O çağlayan vari akıp giden nezih üslupta köpüren kelime ve cümleler, hem Hoca'ya hem de talebesine nasıl da yakışmış, okuyunca eminim ki bana hak vereceksiniz.
Hangi kitapta mı, dediniz?
Hayır söylemem.
Nazan Hanımın bütün kitaplarını mutlaka alın ve çocuklarımızın, gençlerimizin yastık altı kitapları olsunlar.
Hele Yusuf ile Züleyha.
Ben, Yusuf ile Züleyha'yı bu kadar nefis anlatan başka bir kalem tanımadım, duymadım.
Liseli ve Üniversiteli gençler benden üç beş yastık altı kitap adı istediklerinde; Sezai Karakoç'tan Yitik Cennet'i, M.Akif'ten Safahat'ı, Nazan Bekiroğlu'ndan Yusuf ile Züleyha'yı, Necip Fazıl'dan O ve Ben'i, Nuri Pakdil'den Bağlanma'yı, Cahit Zarifoğlu'ndan Korku ve Yakarış'ı yastıklarınızın altına mutlaka koyun, derim.
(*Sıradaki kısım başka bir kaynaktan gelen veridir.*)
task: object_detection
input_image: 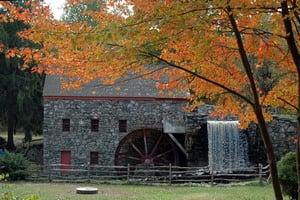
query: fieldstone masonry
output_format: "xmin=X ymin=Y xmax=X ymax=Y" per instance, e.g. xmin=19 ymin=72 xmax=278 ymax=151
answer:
xmin=43 ymin=99 xmax=296 ymax=166
xmin=44 ymin=100 xmax=185 ymax=165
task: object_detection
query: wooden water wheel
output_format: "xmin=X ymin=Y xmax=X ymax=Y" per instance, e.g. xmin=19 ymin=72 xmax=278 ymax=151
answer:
xmin=115 ymin=129 xmax=179 ymax=166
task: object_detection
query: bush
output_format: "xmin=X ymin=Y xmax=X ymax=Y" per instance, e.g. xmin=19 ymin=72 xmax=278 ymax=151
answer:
xmin=278 ymin=152 xmax=298 ymax=200
xmin=0 ymin=151 xmax=30 ymax=180
xmin=0 ymin=137 xmax=6 ymax=149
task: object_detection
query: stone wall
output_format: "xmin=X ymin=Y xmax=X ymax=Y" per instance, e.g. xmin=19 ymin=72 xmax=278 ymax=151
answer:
xmin=44 ymin=99 xmax=296 ymax=166
xmin=44 ymin=99 xmax=185 ymax=165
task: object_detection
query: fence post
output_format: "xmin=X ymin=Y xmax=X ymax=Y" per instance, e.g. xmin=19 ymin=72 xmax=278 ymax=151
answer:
xmin=127 ymin=163 xmax=130 ymax=183
xmin=48 ymin=165 xmax=52 ymax=182
xmin=87 ymin=162 xmax=91 ymax=183
xmin=210 ymin=167 xmax=214 ymax=186
xmin=258 ymin=163 xmax=263 ymax=184
xmin=169 ymin=163 xmax=172 ymax=185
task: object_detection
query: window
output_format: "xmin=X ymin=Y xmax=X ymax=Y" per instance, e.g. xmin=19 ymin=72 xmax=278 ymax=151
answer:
xmin=91 ymin=119 xmax=99 ymax=132
xmin=119 ymin=120 xmax=127 ymax=133
xmin=90 ymin=152 xmax=99 ymax=165
xmin=62 ymin=119 xmax=70 ymax=132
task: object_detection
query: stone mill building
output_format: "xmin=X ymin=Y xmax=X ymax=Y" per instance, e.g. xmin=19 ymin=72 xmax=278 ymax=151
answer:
xmin=43 ymin=76 xmax=296 ymax=170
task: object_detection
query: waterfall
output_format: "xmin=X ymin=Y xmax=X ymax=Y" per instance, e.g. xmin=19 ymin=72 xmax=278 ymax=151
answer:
xmin=207 ymin=121 xmax=248 ymax=171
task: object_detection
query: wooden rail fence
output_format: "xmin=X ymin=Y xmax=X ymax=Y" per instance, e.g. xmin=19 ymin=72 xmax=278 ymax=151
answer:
xmin=29 ymin=164 xmax=269 ymax=185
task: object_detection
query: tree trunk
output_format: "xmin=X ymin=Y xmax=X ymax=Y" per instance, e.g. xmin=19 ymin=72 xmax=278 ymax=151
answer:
xmin=255 ymin=107 xmax=283 ymax=200
xmin=24 ymin=127 xmax=32 ymax=142
xmin=296 ymin=80 xmax=300 ymax=200
xmin=281 ymin=0 xmax=300 ymax=200
xmin=6 ymin=109 xmax=16 ymax=151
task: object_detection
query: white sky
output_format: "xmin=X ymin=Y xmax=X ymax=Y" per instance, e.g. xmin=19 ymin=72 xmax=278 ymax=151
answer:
xmin=45 ymin=0 xmax=65 ymax=19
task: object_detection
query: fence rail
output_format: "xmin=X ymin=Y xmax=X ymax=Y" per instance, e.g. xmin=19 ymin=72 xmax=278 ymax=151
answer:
xmin=29 ymin=164 xmax=269 ymax=185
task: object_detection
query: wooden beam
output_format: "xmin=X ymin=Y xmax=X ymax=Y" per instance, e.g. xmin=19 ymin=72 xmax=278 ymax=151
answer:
xmin=168 ymin=133 xmax=188 ymax=158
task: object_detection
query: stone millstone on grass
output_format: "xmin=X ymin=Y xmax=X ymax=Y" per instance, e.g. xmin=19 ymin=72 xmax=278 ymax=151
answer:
xmin=76 ymin=187 xmax=98 ymax=194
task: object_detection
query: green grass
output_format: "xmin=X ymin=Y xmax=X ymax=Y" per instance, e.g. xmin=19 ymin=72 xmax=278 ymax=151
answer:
xmin=0 ymin=182 xmax=286 ymax=200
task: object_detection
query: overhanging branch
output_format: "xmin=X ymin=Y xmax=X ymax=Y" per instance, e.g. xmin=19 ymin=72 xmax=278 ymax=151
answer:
xmin=141 ymin=52 xmax=254 ymax=106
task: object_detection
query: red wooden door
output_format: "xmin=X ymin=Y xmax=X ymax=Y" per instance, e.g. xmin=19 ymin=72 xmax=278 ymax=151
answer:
xmin=60 ymin=151 xmax=71 ymax=175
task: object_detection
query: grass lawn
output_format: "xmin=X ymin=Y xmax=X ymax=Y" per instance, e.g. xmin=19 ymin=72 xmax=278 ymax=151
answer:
xmin=0 ymin=182 xmax=286 ymax=200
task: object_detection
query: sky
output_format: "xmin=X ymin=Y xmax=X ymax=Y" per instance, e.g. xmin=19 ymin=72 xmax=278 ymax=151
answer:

Elbette bu kitapların içlerinde yazılanları çok önemsiyor, çok değerli buluyorum ama ben, asıl bu kitapların başka bir tarafı ile, gençler için hayati derecede önemli başka tarafları ile ilgiliyim.
Bu kitaplar dil'in ne denli lezzetli bir şey olduğunu fark ettiriyor bize.
Okuduğunuz dil'den harf harf, kelime kelime birer akide şekeri gibi damaklarınıza yapışan dilin lezzeti size, kitabı bıraktırmıyor, içinde yazılanları algılıyorsunuz ama damaklarınızdaki o olağanüstü akide tadı'ından dolayı yemeğe, oburca saldırmaya devam ediyorsunuz. Ardından tıpkı aşka aşık olur gibi, okumaya aşık oluyorsunuz. Gerisi zaten geliyor.
Ah Nazan Hanım ah !
Görüyor musunuz, beni nerelere fırlatıp attınız !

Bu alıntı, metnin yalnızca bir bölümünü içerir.